General information
- Type: Sport aircraft
- Manufacturer: Grigorovich
- Number built: 1

History
- First flight: 1935
- Developed from: De Havilland DH.88 Comet

= Grigorovich E-2 =

Soviet prototype sport aircraft

The Grigorovich E-2, or DG-55 (Russian Григорович Э-2, ДГ-55), was a two-seat, twin-engined, low-wing, prototype sport aircraft of Soviet origin.

==Design and construction==

Inspired by the de Havilland DH.88 Comet racer which had won the MacRobertson Air Race in 1934, the Grigorovich OKB began work on a similar aircraft. Like the DH.88, the Russian "Kometa" was a highly streamlined conventional low-wing monoplane with twin engines forward of retractable main undercarriage in nacelles under each wing. Built of wood, it also featured an enclosed cockpit and landing flaps.

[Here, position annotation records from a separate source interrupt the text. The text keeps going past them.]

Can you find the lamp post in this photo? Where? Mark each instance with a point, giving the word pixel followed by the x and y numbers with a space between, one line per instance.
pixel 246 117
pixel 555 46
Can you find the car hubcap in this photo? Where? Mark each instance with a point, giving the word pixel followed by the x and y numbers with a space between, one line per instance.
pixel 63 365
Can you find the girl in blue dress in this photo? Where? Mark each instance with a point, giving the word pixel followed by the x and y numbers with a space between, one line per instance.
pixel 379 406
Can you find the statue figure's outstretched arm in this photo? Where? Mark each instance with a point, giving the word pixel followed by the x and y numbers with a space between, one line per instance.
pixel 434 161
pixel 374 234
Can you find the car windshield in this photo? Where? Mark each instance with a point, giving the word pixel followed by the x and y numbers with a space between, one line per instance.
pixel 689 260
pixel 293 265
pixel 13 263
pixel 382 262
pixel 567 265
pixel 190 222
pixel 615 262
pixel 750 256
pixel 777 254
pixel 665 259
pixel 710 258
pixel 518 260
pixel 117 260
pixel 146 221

Intended to be a lightweight, high-speed sport aircraft the DG-55, later designated the E-2, was slightly smaller than the DH.88 and with less powerful engines, using the 120 hp Cirrus Hermes.

Only one prototype was constructed, flying in 1935.

==Operational history==
Following completion of its flight tests, the E-2 Kometa was handed over to the OSOAVIAKhIM paramilitary sports organisation, who used it for light liaison duties.